A question I hear all the time — and honestly, one I’ve asked myself too — is:
“Am I doing something wrong?”

Because many women are still doing the things that used to work. They’re eating less, trying to make good choices, walking regularly, watching portions, and doing their best to stay on track. In many cases, they’re putting in a lot of effort.

Yet suddenly something feels different.

The scale barely moves. Energy feels lower. Sleep gets worse. Weight seems easier to gain and harder to lose. And for many women, the immediate conclusion becomes: I must be messing this up somehow.

I understand that reaction because I think many of us grew up believing health worked like a pretty simple formula: eat less, exercise more, stay disciplined, and results would follow.

For a while, that formula may actually have worked.

The Rules Used to Feel Simpler

I know there were years when I didn’t think much about recovery, stress, protein, sleep quality, or any of the things I now discuss with clients all the time. I could stay up too late, push through fatigue, rely on coffee, and generally ask a lot from my body without paying much attention to what it needed in return.

Not perfectly.
But enough.
Health felt simpler then.

I certainly wasn’t analyzing every pound, every energy dip, or every change in my body. I wasn’t wondering if stress was affecting my metabolism or if poor sleep was influencing my cravings. I wasn’t paying close attention because I didn’t feel like I had to.

Then somewhere along the way, things changed.
Not dramatically. Not overnight.
Just gradually.

And I think gradual changes are sometimes the most frustrating because they sneak up on you. You continue using the same strategies because they worked before. You assume the answer is becoming more disciplined because discipline worked before.

Until it doesn’t.

When You Start Questioning Yourself

What I hear from women often isn’t just frustration.
It’s confusion.

“Why am I gaining weight when I’m eating less?”
“Why am I suddenly exhausted?”
“Why does it feel like I have to work twice as hard for half the results?”
And beneath those questions is often something deeper:
“Maybe I’m losing my discipline.”
“Maybe I’m getting lazy.”
“Maybe I’m doing something wrong.”

I understand that thinking because many of us immediately assume the problem is us.
We don’t think: Maybe my body changed.
We think: Maybe I failed.

Life Changed Too

But it’s not only your body that changed.
Life changed too.

More responsibilities.
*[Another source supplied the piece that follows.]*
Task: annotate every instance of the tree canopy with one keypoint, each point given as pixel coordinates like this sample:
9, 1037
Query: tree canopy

More stress. Aging parents. Caregiving. Career demands. Less downtime. More years of running full speed.

One thing I’ve noticed after years of coaching is that women often become harder on themselves right when they need more support. They add more restriction, more pressure, and more self-criticism.
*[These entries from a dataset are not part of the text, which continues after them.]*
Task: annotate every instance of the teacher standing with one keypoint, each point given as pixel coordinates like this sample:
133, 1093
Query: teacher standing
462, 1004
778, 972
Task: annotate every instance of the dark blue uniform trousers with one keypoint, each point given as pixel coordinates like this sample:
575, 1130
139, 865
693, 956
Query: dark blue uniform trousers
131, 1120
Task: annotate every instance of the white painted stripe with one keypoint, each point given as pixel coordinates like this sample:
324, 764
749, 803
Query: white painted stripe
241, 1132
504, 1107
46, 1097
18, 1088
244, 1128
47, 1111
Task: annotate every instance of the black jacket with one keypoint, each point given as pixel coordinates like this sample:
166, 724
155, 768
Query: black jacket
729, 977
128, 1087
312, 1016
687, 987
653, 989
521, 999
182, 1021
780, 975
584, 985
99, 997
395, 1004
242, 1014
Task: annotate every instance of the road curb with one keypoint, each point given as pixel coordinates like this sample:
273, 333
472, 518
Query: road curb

But sometimes the issue isn’t effort.

Sometimes the body you’re working with now simply responds differently than it did ten or twenty years ago.

 

A Better Question

One of the biggest shifts I see in women’s health happens when women stop asking:

“What am I doing wrong?

and start asking:

“What does my body need now?”

Because sometimes the problem isn’t that you’re doing everything wrong.

Sometimes the old rules simply stopped working.